Faltering service, crumbling infrastructure, maladministration and corruption were among the issues highlighted as problems by communities, and prompting service delivery protests. Local government also always scored the lowest in research surveys on public perceptions about the spheres of government.
He recently told delegates at the South African Local Government Association (Salga) conference in Durban that some municipalities were functioning well, and many councillors were performing efficiently, but “bold leadership” and support from other spheres of government were required to ensure municipalities delivered on their constitutional mandate.
Mthethwa said “drastic action” was required for the third tier of government to become more responsive and accountable and to turn around the negative perceptions — local government is often viewed as the coal- face of service delivery.

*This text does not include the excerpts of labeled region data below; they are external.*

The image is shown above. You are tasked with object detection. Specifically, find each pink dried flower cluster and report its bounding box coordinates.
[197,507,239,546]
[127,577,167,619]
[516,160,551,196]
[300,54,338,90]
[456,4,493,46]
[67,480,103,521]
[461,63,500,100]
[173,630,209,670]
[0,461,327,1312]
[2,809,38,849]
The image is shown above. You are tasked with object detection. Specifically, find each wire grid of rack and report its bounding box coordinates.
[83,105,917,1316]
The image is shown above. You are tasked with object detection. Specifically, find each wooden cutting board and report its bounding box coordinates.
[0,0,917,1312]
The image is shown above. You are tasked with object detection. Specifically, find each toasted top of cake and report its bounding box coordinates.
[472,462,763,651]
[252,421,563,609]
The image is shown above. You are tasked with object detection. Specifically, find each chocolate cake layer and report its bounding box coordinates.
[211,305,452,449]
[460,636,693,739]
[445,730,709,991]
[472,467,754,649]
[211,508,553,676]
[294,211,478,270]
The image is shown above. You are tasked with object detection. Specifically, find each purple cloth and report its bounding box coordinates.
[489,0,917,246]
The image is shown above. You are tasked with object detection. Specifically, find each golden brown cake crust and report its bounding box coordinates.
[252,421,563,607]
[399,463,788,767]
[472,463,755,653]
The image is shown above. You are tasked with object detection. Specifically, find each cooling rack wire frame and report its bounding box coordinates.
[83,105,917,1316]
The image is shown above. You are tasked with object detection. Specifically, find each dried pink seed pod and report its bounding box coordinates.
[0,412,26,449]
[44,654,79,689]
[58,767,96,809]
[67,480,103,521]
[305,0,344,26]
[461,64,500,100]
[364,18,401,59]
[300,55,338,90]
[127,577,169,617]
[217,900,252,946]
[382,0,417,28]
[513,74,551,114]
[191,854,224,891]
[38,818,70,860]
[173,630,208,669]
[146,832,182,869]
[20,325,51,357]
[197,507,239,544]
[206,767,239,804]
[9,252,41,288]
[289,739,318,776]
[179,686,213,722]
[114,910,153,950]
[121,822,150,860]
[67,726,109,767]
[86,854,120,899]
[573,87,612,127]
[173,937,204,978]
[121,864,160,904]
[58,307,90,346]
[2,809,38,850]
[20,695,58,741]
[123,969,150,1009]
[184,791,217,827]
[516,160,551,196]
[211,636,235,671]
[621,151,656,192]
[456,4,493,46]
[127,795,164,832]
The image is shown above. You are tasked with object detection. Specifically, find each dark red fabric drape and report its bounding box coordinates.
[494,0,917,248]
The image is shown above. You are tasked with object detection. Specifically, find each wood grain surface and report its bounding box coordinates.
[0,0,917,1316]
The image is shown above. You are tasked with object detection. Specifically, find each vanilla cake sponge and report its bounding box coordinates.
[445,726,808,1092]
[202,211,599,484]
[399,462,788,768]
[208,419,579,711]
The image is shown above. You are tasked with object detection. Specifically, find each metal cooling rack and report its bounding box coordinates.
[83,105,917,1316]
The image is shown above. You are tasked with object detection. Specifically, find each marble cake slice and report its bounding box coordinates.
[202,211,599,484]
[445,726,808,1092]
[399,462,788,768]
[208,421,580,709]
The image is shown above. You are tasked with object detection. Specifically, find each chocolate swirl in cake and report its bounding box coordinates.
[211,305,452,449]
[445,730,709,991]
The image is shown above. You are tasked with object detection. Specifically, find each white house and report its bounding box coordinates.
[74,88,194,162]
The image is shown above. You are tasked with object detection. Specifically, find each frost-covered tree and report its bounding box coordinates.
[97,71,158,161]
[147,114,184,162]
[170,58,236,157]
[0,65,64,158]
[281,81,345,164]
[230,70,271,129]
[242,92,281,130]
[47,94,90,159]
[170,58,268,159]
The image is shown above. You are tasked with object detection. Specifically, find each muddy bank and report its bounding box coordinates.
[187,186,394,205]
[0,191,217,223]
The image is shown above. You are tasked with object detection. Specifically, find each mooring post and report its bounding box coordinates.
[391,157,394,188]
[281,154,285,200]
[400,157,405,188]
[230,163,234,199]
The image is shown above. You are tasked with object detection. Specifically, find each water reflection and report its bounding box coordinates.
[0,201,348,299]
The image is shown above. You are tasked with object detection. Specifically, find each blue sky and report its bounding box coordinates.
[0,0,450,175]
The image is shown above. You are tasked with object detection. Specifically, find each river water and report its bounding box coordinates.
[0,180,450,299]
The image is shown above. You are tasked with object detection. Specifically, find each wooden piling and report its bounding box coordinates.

He said the local government turnaround strategy adopted in 2009, which becomes the municipal turnaround strategy at municipal level, needed to be integrated with municipal budgets and integrated development plans (IDPs).
Plans to target areas where service delivery backlogs were the highest needed to be completed by municipalities by the end of next month. Provinces and municipalities would be required to establish human settlements committees to oversee housing development in municipalities.
A concept document on the revised ward committee framework had been developed to deepen democracy. Community work programmes should be further supported, Mthethwa said. He said all 278 municipalities would also have to establish municipal public accounts committees by November 30 to promote good governance and help achieve clean audits.
Planning Minister Trevor Manuel said IDPs needed to include a broader range of developmental needs such as the provision of healthcare and rest and relaxation facilities.
He said municipalities needed to receive more funding and other government resources. When local governments built houses, they did not receive a concurrent increase in funding and this “puts local government in stress”.
Questioned about the performance of municipalities over the past five years, Salga chairman Amos Masondo said service delivery such as electrification, housing and road construction, was continuing, but “much more needs to be done”.